Menteri Luar Negeri AS Mike Pompeo dilaporkan menunjuk diplomat veteran AS, Sung Kim untuk menangani negosiasi pra-KTT. Pada jalur terpisah, namun saling melengkapi adalah tim CIA yang dibentuk Pompeo tahun lalu ketika dirinya masih memimpin lembaga intelijen itu.

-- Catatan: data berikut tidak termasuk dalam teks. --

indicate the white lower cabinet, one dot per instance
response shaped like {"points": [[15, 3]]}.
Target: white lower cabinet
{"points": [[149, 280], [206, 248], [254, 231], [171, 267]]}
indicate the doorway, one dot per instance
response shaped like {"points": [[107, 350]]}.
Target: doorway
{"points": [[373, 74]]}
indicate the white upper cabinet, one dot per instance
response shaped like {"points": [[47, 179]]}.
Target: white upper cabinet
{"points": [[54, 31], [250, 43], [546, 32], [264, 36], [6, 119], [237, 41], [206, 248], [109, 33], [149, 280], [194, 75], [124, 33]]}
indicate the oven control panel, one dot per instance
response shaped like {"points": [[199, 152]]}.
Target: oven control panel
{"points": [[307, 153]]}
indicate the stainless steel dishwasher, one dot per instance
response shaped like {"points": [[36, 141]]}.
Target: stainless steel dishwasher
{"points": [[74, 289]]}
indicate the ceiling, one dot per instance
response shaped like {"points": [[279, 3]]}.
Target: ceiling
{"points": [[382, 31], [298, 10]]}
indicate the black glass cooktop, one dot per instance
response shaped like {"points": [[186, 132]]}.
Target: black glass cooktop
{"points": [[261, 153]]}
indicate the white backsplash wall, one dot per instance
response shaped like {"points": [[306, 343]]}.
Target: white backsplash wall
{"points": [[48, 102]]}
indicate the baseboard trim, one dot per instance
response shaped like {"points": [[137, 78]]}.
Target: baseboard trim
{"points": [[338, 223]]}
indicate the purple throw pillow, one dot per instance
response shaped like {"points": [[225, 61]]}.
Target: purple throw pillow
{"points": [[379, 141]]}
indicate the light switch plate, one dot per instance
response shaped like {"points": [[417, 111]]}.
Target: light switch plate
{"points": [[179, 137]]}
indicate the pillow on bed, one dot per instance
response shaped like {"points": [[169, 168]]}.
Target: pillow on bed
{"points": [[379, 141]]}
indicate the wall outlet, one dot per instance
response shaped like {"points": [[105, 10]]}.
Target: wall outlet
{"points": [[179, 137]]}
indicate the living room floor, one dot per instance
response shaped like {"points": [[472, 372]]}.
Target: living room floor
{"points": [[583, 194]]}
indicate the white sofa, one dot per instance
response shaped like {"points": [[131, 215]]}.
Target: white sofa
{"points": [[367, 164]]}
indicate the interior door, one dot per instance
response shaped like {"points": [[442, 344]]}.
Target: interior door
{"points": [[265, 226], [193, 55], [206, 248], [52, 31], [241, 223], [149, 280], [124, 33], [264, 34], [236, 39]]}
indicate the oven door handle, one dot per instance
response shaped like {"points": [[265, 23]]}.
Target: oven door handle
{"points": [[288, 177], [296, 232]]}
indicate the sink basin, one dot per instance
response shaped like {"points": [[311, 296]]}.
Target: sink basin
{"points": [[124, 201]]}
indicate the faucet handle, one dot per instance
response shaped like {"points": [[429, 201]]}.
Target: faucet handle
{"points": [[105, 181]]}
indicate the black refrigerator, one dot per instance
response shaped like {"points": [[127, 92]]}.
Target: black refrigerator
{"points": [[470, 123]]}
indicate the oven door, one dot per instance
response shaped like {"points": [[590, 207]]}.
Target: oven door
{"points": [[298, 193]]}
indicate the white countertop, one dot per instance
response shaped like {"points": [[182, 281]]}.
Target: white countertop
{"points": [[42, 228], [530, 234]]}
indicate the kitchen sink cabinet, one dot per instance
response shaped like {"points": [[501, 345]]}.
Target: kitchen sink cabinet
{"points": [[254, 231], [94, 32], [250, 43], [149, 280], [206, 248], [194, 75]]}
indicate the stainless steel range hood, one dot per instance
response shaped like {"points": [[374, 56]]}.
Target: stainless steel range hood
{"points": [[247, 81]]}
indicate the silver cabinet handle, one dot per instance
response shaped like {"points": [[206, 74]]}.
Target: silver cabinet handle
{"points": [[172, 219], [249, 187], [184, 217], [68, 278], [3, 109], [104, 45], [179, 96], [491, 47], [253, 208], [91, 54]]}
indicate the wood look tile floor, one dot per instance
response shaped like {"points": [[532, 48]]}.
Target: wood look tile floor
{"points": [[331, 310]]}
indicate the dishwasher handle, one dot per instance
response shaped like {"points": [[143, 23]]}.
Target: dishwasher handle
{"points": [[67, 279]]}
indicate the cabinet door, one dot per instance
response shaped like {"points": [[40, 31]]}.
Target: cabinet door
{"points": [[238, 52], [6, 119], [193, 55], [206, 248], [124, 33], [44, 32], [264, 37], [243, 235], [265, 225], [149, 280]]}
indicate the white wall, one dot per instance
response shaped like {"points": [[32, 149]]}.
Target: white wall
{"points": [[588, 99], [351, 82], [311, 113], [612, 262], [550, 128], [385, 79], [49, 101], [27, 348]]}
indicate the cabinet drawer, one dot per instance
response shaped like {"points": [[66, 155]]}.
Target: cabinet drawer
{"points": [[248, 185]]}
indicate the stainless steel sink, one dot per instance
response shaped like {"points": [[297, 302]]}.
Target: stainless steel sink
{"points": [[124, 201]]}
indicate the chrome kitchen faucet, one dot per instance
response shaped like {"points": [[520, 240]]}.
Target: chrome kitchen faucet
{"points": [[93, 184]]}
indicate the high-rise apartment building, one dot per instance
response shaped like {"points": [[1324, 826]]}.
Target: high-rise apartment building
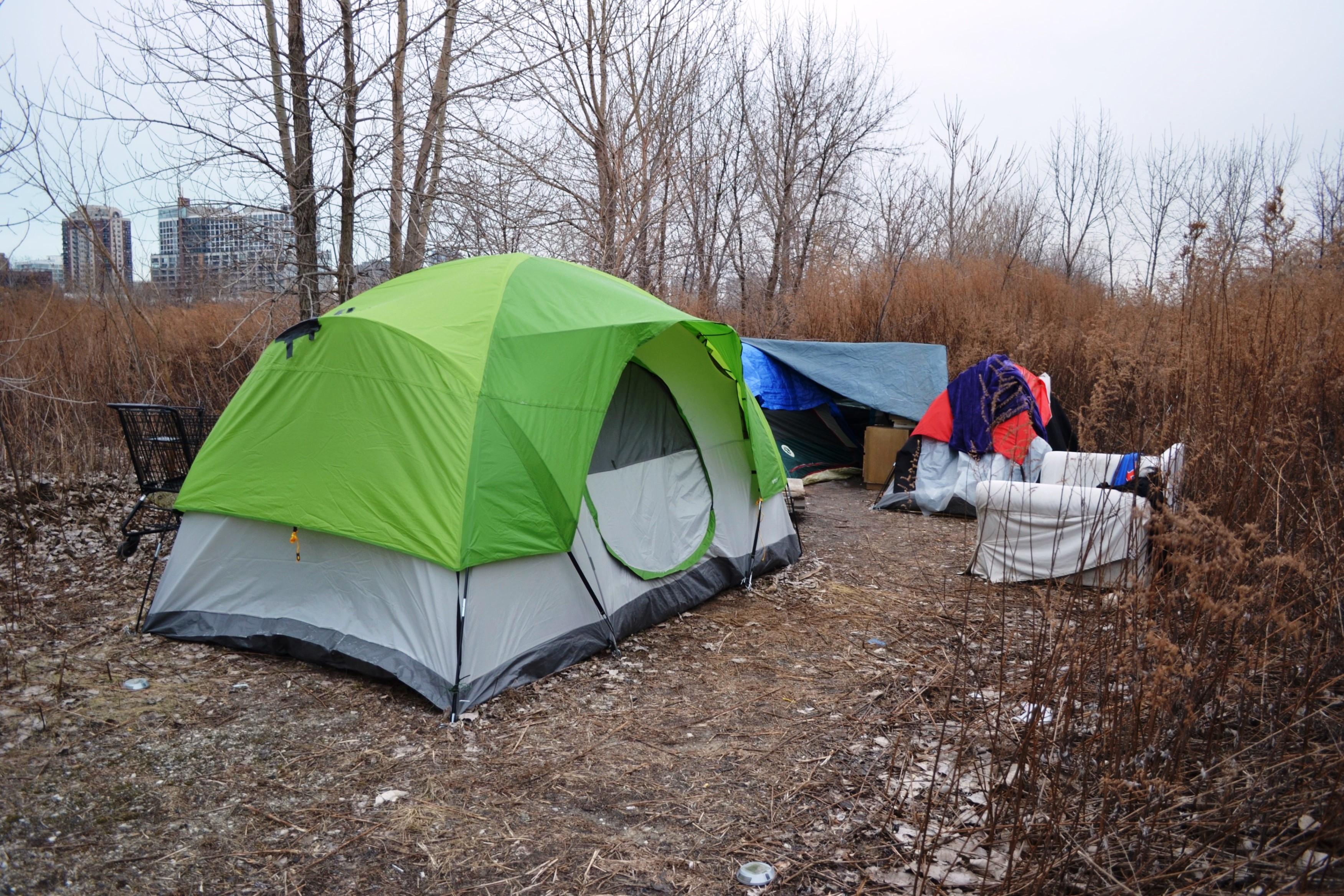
{"points": [[222, 249], [96, 248]]}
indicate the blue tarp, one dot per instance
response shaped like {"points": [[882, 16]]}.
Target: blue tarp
{"points": [[779, 387], [897, 378]]}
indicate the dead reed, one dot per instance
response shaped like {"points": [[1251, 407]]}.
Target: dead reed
{"points": [[1183, 737]]}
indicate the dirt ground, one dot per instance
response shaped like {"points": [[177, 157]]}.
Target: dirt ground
{"points": [[744, 730]]}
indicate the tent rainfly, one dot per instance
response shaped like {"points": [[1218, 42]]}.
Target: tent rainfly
{"points": [[819, 397], [996, 421], [474, 476]]}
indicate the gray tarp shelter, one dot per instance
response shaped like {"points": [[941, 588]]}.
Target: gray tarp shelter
{"points": [[819, 397], [897, 378]]}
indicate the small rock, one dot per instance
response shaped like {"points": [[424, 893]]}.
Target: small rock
{"points": [[890, 876], [1314, 861]]}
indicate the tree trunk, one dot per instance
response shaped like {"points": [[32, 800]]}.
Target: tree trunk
{"points": [[346, 261], [429, 159], [398, 175], [305, 195]]}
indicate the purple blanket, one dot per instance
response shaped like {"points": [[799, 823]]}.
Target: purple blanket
{"points": [[983, 397]]}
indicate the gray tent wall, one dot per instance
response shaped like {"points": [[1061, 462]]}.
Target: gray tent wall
{"points": [[380, 612]]}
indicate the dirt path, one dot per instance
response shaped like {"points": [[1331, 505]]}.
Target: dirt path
{"points": [[729, 734]]}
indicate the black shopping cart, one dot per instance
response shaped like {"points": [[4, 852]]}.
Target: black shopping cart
{"points": [[163, 441]]}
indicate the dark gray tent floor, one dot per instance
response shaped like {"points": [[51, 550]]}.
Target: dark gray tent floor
{"points": [[750, 729]]}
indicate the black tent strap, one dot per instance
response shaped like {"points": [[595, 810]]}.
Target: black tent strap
{"points": [[596, 602], [308, 328]]}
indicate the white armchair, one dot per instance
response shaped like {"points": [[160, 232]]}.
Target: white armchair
{"points": [[1068, 528], [1029, 531], [1078, 468]]}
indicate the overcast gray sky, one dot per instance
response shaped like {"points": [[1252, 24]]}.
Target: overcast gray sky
{"points": [[1197, 68]]}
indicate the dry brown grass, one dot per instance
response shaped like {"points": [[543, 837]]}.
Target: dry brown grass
{"points": [[64, 359], [1195, 741]]}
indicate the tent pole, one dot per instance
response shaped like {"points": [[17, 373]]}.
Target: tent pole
{"points": [[140, 613], [756, 539], [464, 582], [597, 604]]}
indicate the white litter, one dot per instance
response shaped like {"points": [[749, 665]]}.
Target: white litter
{"points": [[1030, 711], [389, 797]]}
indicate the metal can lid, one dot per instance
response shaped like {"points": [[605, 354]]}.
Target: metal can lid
{"points": [[756, 874]]}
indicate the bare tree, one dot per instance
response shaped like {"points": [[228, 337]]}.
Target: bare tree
{"points": [[976, 180], [1159, 178], [612, 81], [1327, 198], [1085, 168], [905, 206], [820, 107]]}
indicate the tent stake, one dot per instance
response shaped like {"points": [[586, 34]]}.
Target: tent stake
{"points": [[756, 539], [886, 483], [461, 622], [597, 604]]}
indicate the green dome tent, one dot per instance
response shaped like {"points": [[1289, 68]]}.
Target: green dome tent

Dan tim lainnya adalah yang berasal dari logistik Gedung Putih. Mereka dikirim ke Singapura pada hari Minggu untuk bersiap jika pertemuan Trump dan Kim Jong-un benar-benar terjadi. Tim ini dipimpin oleh Joe Hagin, Wakil Kepala Staf Gedung Putih untuk operasi.
Saksikan video pilihan berikut ini:
Kim Jong-un Ingin KTT Amerika Serikat-Korea Utara Terwujud
Kantor berita pemerintah Korea Utara, KCNA, pada Minggu pagi menyatakan bahwa Kim Jong-un "tetap menginginkan KTT Amerika Serikat-Korea Utara" berlangsung.
Selama pertemuan antar pemimpin dua Korea, Kim Jong-un dan Moon Jae-in sepakat untuk secara positif bekerja sama satu sama lain demi memperbaiki hubungan AS-Korea Utara dan membangun mekanisme perdamaian permanen dan tahan lama.
Moon dan Kim Jong-un juga setuju untuk menggelar pembicaraan antar kedua pejabat mereka pada 1 Juni 2018. Jenderal militer dan Palang Merah kedua negara pun akan bertatap muka untuk membahas bagaimana meredakan ketegangan militer dan melanjutkan reuni keluarga yang dipisahkan oleh Perang Korea.